The best in command line xml: XMLStarlet
June 23rd, 2008
Quite some time ago I wrote about using xsltproc to process xml on the command line. Thank fully someone pointed out XMLStarlet. I now use XMLStarlet almost every day. I work with a variety of REST based API’s gather information. XMLStartlet along with a simple for loop or xargs gives you an exceedingly powerful set of tools.
Here is a quick introduction into the power of XMLStarlet. This is just a teaser as I cannot share the data I work with. However, you should be able to see the power of this tool.
All the links from my RSS feed:
$ curl -s 'http://bashcurescancer.com/rss/' | xml sel -t -m '//link' -v '.' -n http://bashcurescancer.com
http://bashcurescancer.com/processing-xml-on-the-command-line.html http://bashcurescancer.com/do-not-close-stderr.html
http://bashcurescancer.com/prepend-to-a-file-with-sponge-from-moreutils.html
http://bashcurescancer.com/bug-in-curl-is-fixed.html
http://bashcurescancer.com/using-kill-to-see-if-a-process-is-alive.html
http://bashcurescancer.com/performance-testing-with-curl.html
http://bashcurescancer.com/new-command-prepend.html
http://bashcurescancer.com/shell-function-which-webserver-does-that-site-run.html
http://bashcurescancer.com/exposing-command-line-programs-as-web-services.html http://bashcurescancer.com/wrapping-dynamic-languages-in-shell-without-an-extra-script.html
Or how about “Title: link”
$ curl -s 'http://bashcurescancer.com/rss/' | xml sel -t -m '//item' -v 'title' -o ': ' -v 'link' -n
Processing XML on the Command Line: http://bashcurescancer.com/processing-xml-on-the-command-line.html
Do not close stderr: http://bashcurescancer.com/do-not-close-stderr.html
prepend to a file with sponge from moreutils: http://bashcurescancer.com/prepend-to-a-file-with-sponge-from-moreutils.html
Bug in Curl is fixed: http://bashcurescancer.com/bug-in-curl-is-fixed.html
using kill to see if a process is alive: http://bashcurescancer.com/using-kill-to-see-if-a-process-is-alive.html
Performance testing - with curl: http://bashcurescancer.com/performance-testing-with-curl.html
New command: prepend: http://bashcurescancer.com/new-command-prepend.html
Shell Function - Which Webserver Does That Site Run?: http://bashcurescancer.com/shell-function-which-webserver-does-that-site-run.html
Exposing command line programs as web services: http://bashcurescancer.com/exposing-command-line-programs-as-web-services.html
Wrapping dynamic languages in shell without an extra script: http://bashcurescancer.com/wrapping-dynamic-languages-in-shell-without-an-extra-script.html
You may need to do some reading on xpaths and xsl stylesheets to use the full power of the tool.
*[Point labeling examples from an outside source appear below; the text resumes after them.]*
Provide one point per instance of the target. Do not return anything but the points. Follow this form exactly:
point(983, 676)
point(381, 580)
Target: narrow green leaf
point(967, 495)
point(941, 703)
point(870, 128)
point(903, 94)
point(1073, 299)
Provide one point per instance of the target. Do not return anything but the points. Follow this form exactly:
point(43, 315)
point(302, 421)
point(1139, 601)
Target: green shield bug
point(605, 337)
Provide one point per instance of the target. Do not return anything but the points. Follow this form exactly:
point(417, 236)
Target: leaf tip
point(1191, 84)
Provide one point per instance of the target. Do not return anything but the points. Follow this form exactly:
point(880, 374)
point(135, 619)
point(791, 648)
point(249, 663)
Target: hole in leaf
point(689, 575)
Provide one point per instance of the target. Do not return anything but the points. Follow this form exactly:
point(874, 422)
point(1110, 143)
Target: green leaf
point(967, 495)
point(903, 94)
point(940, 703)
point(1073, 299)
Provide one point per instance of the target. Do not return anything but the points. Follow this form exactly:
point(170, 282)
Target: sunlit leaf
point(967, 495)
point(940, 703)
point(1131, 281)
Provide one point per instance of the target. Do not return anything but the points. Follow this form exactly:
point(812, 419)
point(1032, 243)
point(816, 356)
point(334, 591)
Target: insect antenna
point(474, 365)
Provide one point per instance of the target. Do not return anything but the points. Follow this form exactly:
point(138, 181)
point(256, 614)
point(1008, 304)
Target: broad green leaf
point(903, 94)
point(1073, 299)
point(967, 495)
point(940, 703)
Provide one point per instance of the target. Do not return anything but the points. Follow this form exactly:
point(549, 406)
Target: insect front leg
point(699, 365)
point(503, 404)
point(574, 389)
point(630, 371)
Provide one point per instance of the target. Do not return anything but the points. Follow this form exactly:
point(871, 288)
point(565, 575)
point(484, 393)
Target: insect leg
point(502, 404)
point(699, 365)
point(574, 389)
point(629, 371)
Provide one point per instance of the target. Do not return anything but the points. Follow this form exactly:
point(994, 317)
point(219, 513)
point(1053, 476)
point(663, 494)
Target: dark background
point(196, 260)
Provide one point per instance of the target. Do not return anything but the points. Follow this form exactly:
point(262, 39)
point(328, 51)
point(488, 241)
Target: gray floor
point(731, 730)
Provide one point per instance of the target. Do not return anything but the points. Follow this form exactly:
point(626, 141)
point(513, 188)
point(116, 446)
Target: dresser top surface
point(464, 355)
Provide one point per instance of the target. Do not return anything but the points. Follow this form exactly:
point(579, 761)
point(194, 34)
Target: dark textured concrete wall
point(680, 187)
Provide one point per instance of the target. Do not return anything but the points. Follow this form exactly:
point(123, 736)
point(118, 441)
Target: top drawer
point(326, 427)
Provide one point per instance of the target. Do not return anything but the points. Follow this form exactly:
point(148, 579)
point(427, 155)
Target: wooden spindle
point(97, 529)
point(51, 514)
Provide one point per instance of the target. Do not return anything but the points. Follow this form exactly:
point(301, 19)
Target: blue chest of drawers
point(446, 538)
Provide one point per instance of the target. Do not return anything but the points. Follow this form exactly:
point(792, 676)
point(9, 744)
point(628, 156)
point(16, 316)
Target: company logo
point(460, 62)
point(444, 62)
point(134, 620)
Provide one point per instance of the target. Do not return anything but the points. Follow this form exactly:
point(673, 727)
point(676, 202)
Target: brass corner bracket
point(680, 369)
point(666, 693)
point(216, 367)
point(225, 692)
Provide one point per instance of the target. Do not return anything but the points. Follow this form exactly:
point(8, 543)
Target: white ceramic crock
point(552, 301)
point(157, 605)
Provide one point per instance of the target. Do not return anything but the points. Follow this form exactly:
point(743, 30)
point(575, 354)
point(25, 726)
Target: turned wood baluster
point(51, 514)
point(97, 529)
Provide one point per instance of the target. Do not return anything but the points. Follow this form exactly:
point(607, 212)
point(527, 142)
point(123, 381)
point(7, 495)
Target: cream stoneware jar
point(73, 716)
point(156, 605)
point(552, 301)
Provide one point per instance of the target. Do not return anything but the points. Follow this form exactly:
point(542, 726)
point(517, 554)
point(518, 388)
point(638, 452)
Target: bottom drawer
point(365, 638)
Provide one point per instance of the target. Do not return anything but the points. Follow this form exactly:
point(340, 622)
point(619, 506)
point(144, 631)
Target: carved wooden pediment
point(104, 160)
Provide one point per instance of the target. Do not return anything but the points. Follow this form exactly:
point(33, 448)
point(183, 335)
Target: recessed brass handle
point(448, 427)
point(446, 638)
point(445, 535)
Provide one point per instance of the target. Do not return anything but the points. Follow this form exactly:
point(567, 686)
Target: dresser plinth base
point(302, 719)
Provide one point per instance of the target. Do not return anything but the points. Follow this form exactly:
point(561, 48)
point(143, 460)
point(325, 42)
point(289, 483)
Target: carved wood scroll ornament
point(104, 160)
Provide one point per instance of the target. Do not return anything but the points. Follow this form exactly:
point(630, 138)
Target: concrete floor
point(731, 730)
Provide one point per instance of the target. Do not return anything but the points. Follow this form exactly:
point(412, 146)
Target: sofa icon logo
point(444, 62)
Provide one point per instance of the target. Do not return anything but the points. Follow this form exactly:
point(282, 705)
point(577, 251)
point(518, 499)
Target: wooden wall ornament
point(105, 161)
June 24th, 2008 at 3:17 am
Thats so handy it makes my eyes hurt.
June 24th, 2008 at 5:28 pm
hi, really like your blog.
i use xmlstarlet at work for a couple of nagios tests (before i got into ruby and REXML anyway) and when parsing some xml from a windows service provided to me from a .net team, i had to specify the namespace in the query, and the syntax in a little funny:
$ wget -qO - $URL > $TMPFILE
$ xml sel -N x=”http://services.company.com/service/” -t -v “//x:Status” $TMPFILE
the name space is defined after -N, and then used in the xpath after -v with its variable “x”, which is an arbitrary string. perhaps “namespace” would be more readable, like:
$ xml sel -N namespace=”http://services.company.com/service/” -t -v “//namespace:Status” $TMPFILE
the only reason i use a $TMPFILE is because i might want to pull out more than one node from the xml, and this seemed like the clearest way to do it without hitting the service more than once, although i’m no doubt incorrect.
anyway, hope this helps someone trying to use this tool against xml provided by a .net service.
July 1st, 2008 at 5:11 am
For a layman, Bash Curers Cancer may come across as a long list of web page addresses published online across the home page and beyond. However, a closer look reveals this site as intensively technical as regards UNIX and Linux and the author of the blog is an expert at his subject. He showcases his prowess by suggesting coding for indicated problems.
July 30th, 2008 at 12:33 am
hey, why did´nt anybody tell before about this stuff? this is very _cool_ shit! it´s even in the debian repository. you just got to apt it! xml was until now somewhat of a problem on the commandline for me…thanks a lot!